Daniel Ellsberg, the former government analyst who leaked a trove of classified documents that became known as the “Pentagon Papers” and has lived near Berkeley for more than four decades, announced that he has been diagnosed with terminal cancer.
In a Facebook post Thursday, Ellsberg wrote that doctors told him that he has inoperable pancreatic cancer, and estimated he has three to six months to live. Ellsberg, 91, has decided to forgo chemotherapy.
Ellsberg and his wife, Patricia, moved to a home in Kensington several years after his leak of the Pentagon Papers — 7,000 pages detailing how the United States misled the public about the Vietnam War while escalating its involvement in the conflict over more than two decades — made him among the most famous whistleblowers ever. He has worked since then working to raise awareness of the threat of nuclear war.
“When I copied the Pentagon Papers in 1969, I had every reason to think I would be spending the rest of my life behind bars,” Ellsberg wrote in his Facebook post.
But after the attempt to prosecute him on espionage charges failed, Ellsberg continued, “I was spared the imprisonment I expected, and I was able to spend the last fifty years with Patricia and my family, and with you, my friends. What’s more, I was able to devote those years to doing everything I could think of to alert the world to the perils of nuclear war and wrongful interventions: lobbying, lecturing, writing and joining with others in acts of protest and non-violent resistance.”

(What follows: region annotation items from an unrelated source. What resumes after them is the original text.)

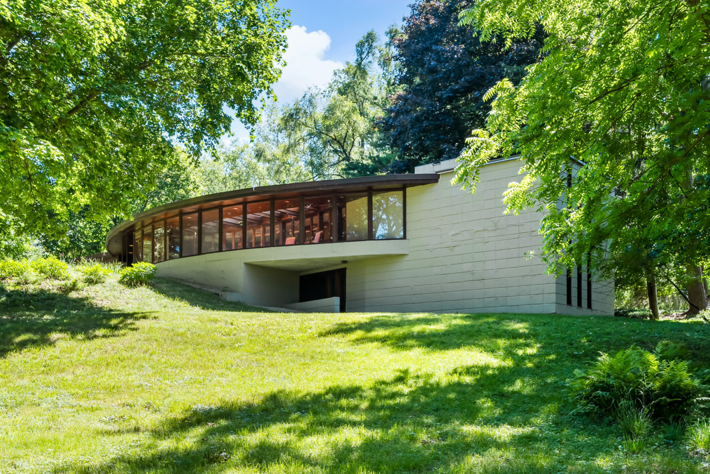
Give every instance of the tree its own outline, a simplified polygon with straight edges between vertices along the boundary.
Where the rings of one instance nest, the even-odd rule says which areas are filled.
[[[311,89],[281,110],[285,151],[305,157],[314,179],[372,174],[388,151],[373,126],[386,100],[379,69],[383,45],[374,31],[356,45],[356,59],[335,71],[324,90]],[[384,157],[384,158],[383,158]]]
[[[267,0],[0,4],[0,230],[127,215],[174,159],[255,123],[288,26]]]
[[[589,258],[601,276],[650,269],[699,312],[710,255],[709,21],[710,6],[690,1],[476,2],[462,23],[481,41],[509,45],[542,25],[546,55],[518,86],[503,80],[484,97],[495,97],[492,112],[457,180],[475,190],[481,166],[518,155],[508,210],[545,211],[550,271]],[[575,161],[584,166],[568,188]],[[629,245],[645,264],[616,258]]]
[[[506,48],[459,26],[459,13],[472,3],[419,0],[392,36],[402,90],[393,94],[378,126],[399,151],[393,172],[457,158],[471,130],[484,126],[490,109],[484,95],[503,77],[517,84],[524,67],[538,60],[540,32]]]

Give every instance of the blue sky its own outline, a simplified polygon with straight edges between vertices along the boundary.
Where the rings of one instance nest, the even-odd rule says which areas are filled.
[[[291,10],[294,25],[309,31],[321,30],[330,36],[325,58],[346,61],[353,58],[355,42],[374,29],[381,35],[393,23],[400,23],[412,0],[280,0],[279,7]]]
[[[322,87],[333,70],[354,57],[355,43],[371,29],[381,37],[392,23],[401,23],[412,0],[280,0],[280,8],[291,11],[291,28],[287,32],[288,65],[274,86],[279,102],[300,97],[311,86]],[[235,120],[236,139],[248,139],[246,129]]]

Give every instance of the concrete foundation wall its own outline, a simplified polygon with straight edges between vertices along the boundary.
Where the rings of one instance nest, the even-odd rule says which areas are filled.
[[[340,298],[337,296],[333,296],[332,298],[313,300],[312,301],[294,303],[286,305],[285,307],[287,309],[295,309],[297,311],[305,313],[339,313]]]
[[[613,314],[613,282],[594,276],[587,309],[586,272],[583,307],[575,271],[573,306],[567,305],[564,277],[545,274],[539,257],[542,214],[504,215],[503,194],[520,181],[520,164],[483,167],[474,194],[451,184],[455,162],[417,168],[441,180],[408,188],[406,240],[219,252],[160,263],[158,274],[221,289],[233,301],[290,307],[300,275],[344,266],[349,312]]]

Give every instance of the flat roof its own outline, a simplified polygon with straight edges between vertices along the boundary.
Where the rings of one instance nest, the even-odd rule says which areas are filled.
[[[439,182],[439,174],[408,173],[378,175],[361,178],[329,179],[322,181],[306,181],[275,184],[269,186],[256,186],[207,194],[197,198],[163,204],[133,214],[132,220],[124,220],[114,226],[106,237],[106,249],[113,255],[121,252],[121,238],[124,234],[136,227],[141,227],[156,220],[173,217],[180,214],[193,212],[196,210],[209,209],[217,206],[232,205],[244,203],[253,203],[271,199],[288,198],[305,195],[318,195],[326,192],[352,193],[367,190],[387,189],[395,186],[410,188]]]

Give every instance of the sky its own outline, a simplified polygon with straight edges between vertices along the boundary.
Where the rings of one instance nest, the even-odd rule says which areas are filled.
[[[291,11],[287,31],[287,63],[274,85],[280,103],[300,97],[310,87],[328,83],[333,71],[355,56],[355,43],[371,29],[381,38],[392,23],[401,23],[413,0],[280,0],[277,5]],[[234,112],[232,112],[234,113]],[[248,139],[248,131],[235,120],[235,136],[225,144]]]

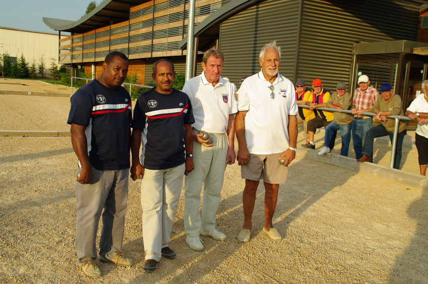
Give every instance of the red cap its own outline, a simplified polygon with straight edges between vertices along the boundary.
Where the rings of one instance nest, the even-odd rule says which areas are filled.
[[[315,79],[312,82],[312,87],[321,87],[322,85],[321,79]]]

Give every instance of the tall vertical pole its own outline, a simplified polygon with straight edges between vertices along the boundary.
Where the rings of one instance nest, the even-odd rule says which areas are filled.
[[[187,51],[186,54],[186,76],[185,81],[191,78],[193,76],[193,45],[195,38],[195,1],[189,1],[189,25],[187,29]]]

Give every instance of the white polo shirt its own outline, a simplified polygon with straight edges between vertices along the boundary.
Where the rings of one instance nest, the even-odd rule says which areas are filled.
[[[425,100],[423,93],[415,98],[407,110],[413,112],[428,112],[428,102]],[[421,124],[418,122],[416,133],[428,138],[428,124]]]
[[[183,92],[192,103],[197,130],[210,133],[224,133],[227,129],[229,115],[238,112],[235,90],[232,84],[221,77],[213,87],[204,71],[186,82]]]
[[[273,85],[275,98],[271,97]],[[246,78],[238,91],[238,110],[245,115],[245,139],[251,154],[281,153],[289,145],[288,116],[298,114],[294,86],[278,74],[273,84],[261,71]]]

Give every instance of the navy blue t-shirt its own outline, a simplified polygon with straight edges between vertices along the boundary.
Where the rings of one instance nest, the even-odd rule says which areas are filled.
[[[173,89],[171,94],[153,88],[138,97],[132,128],[143,131],[141,164],[149,170],[164,170],[186,161],[184,124],[195,122],[189,97]]]
[[[129,168],[132,108],[126,90],[93,80],[77,90],[70,101],[67,123],[88,126],[91,164],[103,171]]]

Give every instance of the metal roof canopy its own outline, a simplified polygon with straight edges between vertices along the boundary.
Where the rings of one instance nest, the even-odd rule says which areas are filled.
[[[43,17],[43,22],[55,30],[82,33],[129,20],[130,7],[148,0],[105,0],[90,13],[77,21]]]
[[[204,50],[218,38],[220,23],[232,15],[266,0],[232,0],[208,16],[195,27],[195,36],[199,37],[198,49]],[[187,36],[179,44],[182,50],[187,47]]]
[[[425,48],[428,49],[428,43],[412,40],[391,40],[375,42],[354,43],[352,54],[380,54],[384,53],[414,53],[414,49]],[[415,52],[416,54],[417,52]]]

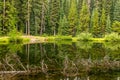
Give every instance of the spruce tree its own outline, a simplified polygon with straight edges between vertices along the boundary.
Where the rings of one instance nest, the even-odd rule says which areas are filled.
[[[104,37],[105,35],[105,29],[106,29],[106,15],[105,15],[105,9],[102,9],[102,14],[100,16],[100,35],[101,37]]]
[[[92,12],[92,17],[91,17],[91,27],[92,27],[92,34],[94,37],[101,37],[100,34],[100,27],[99,27],[99,14],[98,14],[98,9],[95,8]]]
[[[11,30],[16,27],[17,19],[16,19],[16,8],[14,0],[4,0],[2,3],[3,11],[2,11],[2,34],[7,35]]]
[[[114,21],[120,21],[120,0],[116,0],[113,16]]]
[[[55,36],[58,32],[59,16],[60,14],[60,0],[50,0],[50,26],[52,34]]]
[[[78,14],[75,0],[71,1],[71,7],[68,14],[69,35],[75,36],[78,23]]]
[[[69,26],[66,16],[64,15],[63,18],[60,18],[59,22],[59,35],[69,35]]]
[[[88,5],[85,1],[83,1],[82,9],[80,11],[79,18],[79,26],[77,28],[77,34],[80,32],[88,32],[89,31],[89,22],[90,22],[90,11],[88,9]]]
[[[111,20],[110,16],[107,16],[107,21],[106,21],[106,33],[111,33]]]

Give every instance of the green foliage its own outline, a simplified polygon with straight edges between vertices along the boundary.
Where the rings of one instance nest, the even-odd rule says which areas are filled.
[[[10,33],[8,34],[9,41],[10,42],[23,42],[23,39],[20,37],[22,34],[20,32],[18,32],[16,29],[13,29],[10,31]]]
[[[98,9],[95,8],[92,12],[92,17],[91,17],[91,27],[92,27],[92,34],[94,37],[100,37],[101,32],[100,32],[100,26],[99,26],[99,13]]]
[[[83,1],[82,9],[80,11],[79,25],[77,28],[77,34],[80,32],[88,32],[90,23],[90,11],[87,2]]]
[[[69,30],[68,21],[66,16],[64,15],[63,18],[60,18],[58,33],[59,35],[69,35],[68,30]]]
[[[106,15],[105,15],[105,9],[102,9],[102,14],[100,17],[100,35],[101,37],[105,36],[105,29],[106,29]]]
[[[91,33],[80,33],[78,36],[78,40],[81,40],[81,41],[90,41],[91,38],[93,37]]]
[[[118,33],[111,33],[105,35],[105,41],[118,42],[120,41],[120,36]]]
[[[110,16],[107,16],[107,21],[106,21],[106,33],[110,33],[111,32],[111,20],[110,20]]]
[[[69,35],[75,36],[76,33],[76,27],[78,23],[78,14],[77,14],[77,7],[76,7],[76,1],[71,1],[71,7],[69,9],[68,14],[68,23],[69,23]]]
[[[116,0],[113,12],[113,20],[120,21],[120,0]]]
[[[112,24],[112,31],[120,34],[120,22],[114,21]]]

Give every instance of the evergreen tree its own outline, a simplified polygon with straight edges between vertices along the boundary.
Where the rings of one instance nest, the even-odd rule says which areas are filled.
[[[80,19],[79,19],[79,27],[77,34],[80,32],[88,32],[89,31],[89,22],[90,22],[90,11],[88,9],[87,3],[83,1],[82,9],[80,11]]]
[[[100,27],[99,27],[99,14],[98,14],[98,9],[95,8],[92,13],[91,17],[91,27],[92,27],[92,34],[94,37],[100,37]]]
[[[102,9],[102,14],[100,17],[100,33],[101,37],[104,37],[105,35],[105,29],[106,29],[106,15],[105,15],[105,9]]]
[[[112,31],[120,34],[120,22],[119,21],[113,22]]]
[[[120,21],[120,0],[116,0],[113,16],[114,21]]]
[[[75,36],[78,24],[78,14],[75,0],[71,1],[71,7],[68,14],[69,35]]]
[[[68,21],[67,21],[66,16],[64,15],[63,18],[60,18],[59,34],[60,35],[69,35],[68,29],[69,29],[69,27],[68,27]]]
[[[46,26],[46,12],[47,12],[47,1],[46,0],[34,0],[32,4],[33,14],[31,15],[34,23],[34,28],[31,28],[32,31],[35,30],[35,35],[42,35],[45,32]],[[32,22],[32,21],[31,21]]]
[[[16,8],[14,0],[4,0],[1,2],[2,10],[1,19],[0,19],[0,27],[3,35],[7,35],[11,30],[16,27],[17,19],[16,19]]]
[[[106,33],[111,33],[111,20],[110,16],[107,16],[107,21],[106,21]]]
[[[52,34],[55,36],[58,32],[60,0],[50,0],[50,26]]]

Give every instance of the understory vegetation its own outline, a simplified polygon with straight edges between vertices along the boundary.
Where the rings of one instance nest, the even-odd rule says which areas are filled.
[[[119,41],[119,4],[120,0],[3,0],[0,36],[12,42],[22,41],[22,35]]]

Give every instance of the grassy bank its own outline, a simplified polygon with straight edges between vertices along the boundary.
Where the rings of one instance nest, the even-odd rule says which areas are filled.
[[[77,42],[77,41],[92,41],[95,43],[103,43],[103,42],[119,42],[120,37],[118,35],[111,34],[107,35],[104,38],[93,38],[90,36],[82,35],[79,37],[71,37],[71,36],[19,36],[16,38],[11,37],[0,37],[0,44],[7,44],[10,42],[22,42],[22,43],[40,43],[40,42],[61,42],[61,41],[69,41],[69,42]]]

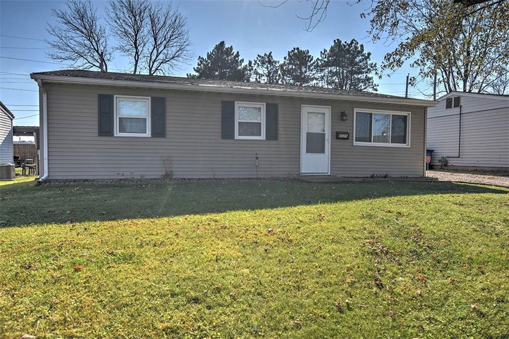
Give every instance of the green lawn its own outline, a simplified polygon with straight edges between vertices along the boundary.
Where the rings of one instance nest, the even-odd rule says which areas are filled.
[[[509,190],[0,186],[0,337],[509,337]]]

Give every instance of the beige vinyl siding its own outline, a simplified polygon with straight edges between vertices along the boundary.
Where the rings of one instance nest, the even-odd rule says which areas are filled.
[[[461,147],[458,156],[459,108],[446,109],[445,100],[429,109],[428,148],[449,165],[509,167],[509,101],[492,97],[461,97]]]
[[[0,163],[12,163],[12,119],[0,108]]]
[[[230,95],[176,90],[46,84],[48,91],[49,179],[122,179],[285,177],[300,171],[301,105],[331,106],[333,175],[421,176],[425,108],[354,104],[273,96]],[[97,135],[98,94],[165,97],[165,138]],[[276,103],[278,140],[221,139],[222,100]],[[412,111],[410,148],[354,146],[354,107]],[[345,110],[347,121],[341,121]],[[336,140],[335,131],[350,133]],[[163,158],[171,165],[163,164]]]

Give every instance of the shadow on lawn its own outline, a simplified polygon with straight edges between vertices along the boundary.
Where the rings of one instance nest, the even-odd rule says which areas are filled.
[[[445,182],[310,184],[292,180],[197,180],[144,184],[0,186],[0,228],[43,223],[172,216],[416,195],[509,190]]]

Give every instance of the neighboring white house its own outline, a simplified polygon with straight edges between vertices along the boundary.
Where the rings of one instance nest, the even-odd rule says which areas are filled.
[[[509,95],[453,92],[428,109],[431,164],[509,167]],[[436,168],[436,167],[435,167]]]
[[[0,163],[12,163],[12,120],[14,116],[0,101]]]

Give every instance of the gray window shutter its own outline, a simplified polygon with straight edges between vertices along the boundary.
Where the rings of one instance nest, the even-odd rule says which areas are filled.
[[[166,137],[166,98],[151,98],[151,136]]]
[[[221,138],[235,138],[235,102],[221,102]]]
[[[265,104],[265,139],[277,140],[277,104]]]
[[[98,97],[98,125],[99,136],[113,136],[113,95],[99,94]]]

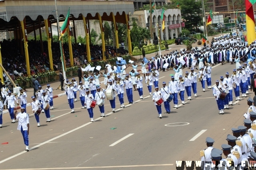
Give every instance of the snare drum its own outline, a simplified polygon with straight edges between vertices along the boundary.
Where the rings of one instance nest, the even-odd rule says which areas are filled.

In 2017, Ellsberg published “The Doomsday Machine: Confessions of a Nuclear War Planner.” Speaking with Berkeleyside soon after the book was released, Ellsberg said he believed the world was careening toward a nuclear war that would wipe out humanity, and that his fear of such a conflict had prompted him to leak the Pentagon Papers.
“I’m happy to know that millions of people — including all those friends and comrades to whom I address this message — have the wisdom, dedication, and moral courage to carry on with these causes, and to work unceasingly for the survival of our planet and its creatures,” he wrote in the Facebook post.
Ellsberg said he is not in pain and has continued doing interviews and working since receiving his diagnosis on Feb. 17. He said he plans to continue that work for as long as he is able.
“You’ll be hearing from me as long as I’m here,” Ellsberg wrote.